Basquiat “emerged from New York’s downtown scene to become one of the most influential artists of the late 20th century,” Sotheby’s says. The largely self-taught artist’s 1985 work, seen here, “stands as a vivid testament to (his) singular ability to transform drawing into a site of intellectual inquiry, cultural memory, and visceral self-expression.” Basquiat, who was of Caribbean and Puerto Rican heritage, “developed a visual language of extraordinary immediacy and intelligence, in which image and text collide with raw urgency,” the catalogue continues. 

Camille Pissarro 

‘Vue de Zevekote, Knokke’ 

The “Knokke” of the title is Knokke-sur-Mer, a Belgian seaside village, where the hugely influential French-Danish Impressionist stayed in the summer of 1894 and produced 14 paintings, including this one.
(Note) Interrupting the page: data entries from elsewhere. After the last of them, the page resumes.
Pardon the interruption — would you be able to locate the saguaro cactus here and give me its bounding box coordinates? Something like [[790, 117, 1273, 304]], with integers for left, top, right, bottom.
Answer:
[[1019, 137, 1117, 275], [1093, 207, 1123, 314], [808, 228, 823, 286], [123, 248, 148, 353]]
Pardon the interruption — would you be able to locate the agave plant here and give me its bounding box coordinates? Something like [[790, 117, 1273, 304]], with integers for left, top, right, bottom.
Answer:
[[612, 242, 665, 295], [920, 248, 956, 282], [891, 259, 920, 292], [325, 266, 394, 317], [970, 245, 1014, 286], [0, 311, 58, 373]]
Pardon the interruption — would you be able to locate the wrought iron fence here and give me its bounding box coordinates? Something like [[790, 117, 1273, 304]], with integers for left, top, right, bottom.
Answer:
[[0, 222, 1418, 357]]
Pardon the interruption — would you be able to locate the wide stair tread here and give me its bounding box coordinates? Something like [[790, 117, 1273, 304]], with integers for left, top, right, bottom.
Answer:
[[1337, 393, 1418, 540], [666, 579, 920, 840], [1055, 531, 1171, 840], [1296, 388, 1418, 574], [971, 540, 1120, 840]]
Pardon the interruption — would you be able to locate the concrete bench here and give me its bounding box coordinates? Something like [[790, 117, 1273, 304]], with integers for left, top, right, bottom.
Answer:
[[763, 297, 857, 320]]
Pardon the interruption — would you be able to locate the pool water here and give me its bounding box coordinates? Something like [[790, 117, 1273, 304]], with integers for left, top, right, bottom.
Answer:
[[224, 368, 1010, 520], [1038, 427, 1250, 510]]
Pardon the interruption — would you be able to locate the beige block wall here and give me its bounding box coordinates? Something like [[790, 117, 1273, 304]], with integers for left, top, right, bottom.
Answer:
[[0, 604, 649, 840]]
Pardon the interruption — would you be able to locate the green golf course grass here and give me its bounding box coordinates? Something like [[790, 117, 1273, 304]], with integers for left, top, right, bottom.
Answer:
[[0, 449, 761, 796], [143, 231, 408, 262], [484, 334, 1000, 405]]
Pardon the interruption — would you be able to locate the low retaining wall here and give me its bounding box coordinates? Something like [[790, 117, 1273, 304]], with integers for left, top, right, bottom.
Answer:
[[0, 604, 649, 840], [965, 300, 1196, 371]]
The village, Sotheby’s says, appealed to Pissarro’s “enduring interest in provincial life.” In this work, “staccato brushstrokes, reminiscent of Pissarro’s paintings of the 1880s, coalesce with the earthy color palette of his later work. The resulting landscape, bathed in a sunlit glow, celebrates the quaint rural environments for which (he) is best known.” 

David Hockney 

‘5 May’ 

This iPad drawing comes from the celebrated English artist’s 2011 series “Arrival of Spring in Woldgate, East Yorkshire in 2011,” which Sotheby’s describes as “one of the artist’s most vibrant and ambitious explorations of landscape, perception, and technological possibility.” Each image in the series documents “subtle shifts in color, light and atmosphere” on the same stretch of the Woldgate, “showing the landscape as something experienced over time rather than frozen in an instant.” The catalogue notes that spring has long been an inspiration for European artists, but says that “no artist has ever observed it so closely, with such fascinated and loving attention, nor recorded it in such detail as an evolving process.” 

Zarina  

‘Morning’ 

Sotheby’s describes Indian artist Zarina Hashmi — known by her first name — as “one of the most compelling figures in post-war international art — an artist whose spare, meditative works distilled the tumult of a peripatetic life into visual form.” She was born in Aligarh, British India, and “the tragedy of the 1947 Partition (shaped) a lifelong meditation on the nature of home as both physical place and spiritual concept.” This piece comes from a series of 36 woodcuts Zarina produced under the title “Home is a Foreign Place.” 

George Condo 

‘Untitled’ 

This 2016 oil-on-linen painting is the perfect example of what the US artist has called “psychological cubism,” which Sotheby’s defines as “a radical reconfiguration of the human figure that fractures identity into simultaneous emotional and perceptual states.” It’s a piece that “distills decades of inquiry into the mechanics of portraiture, drawing upon art-historical precedent while decisively asserting a contemporary idiom that is at once incisive and darkly humorous,” the catalogue notes, adding that the work is “searing with psychological tension and painterly bravura.”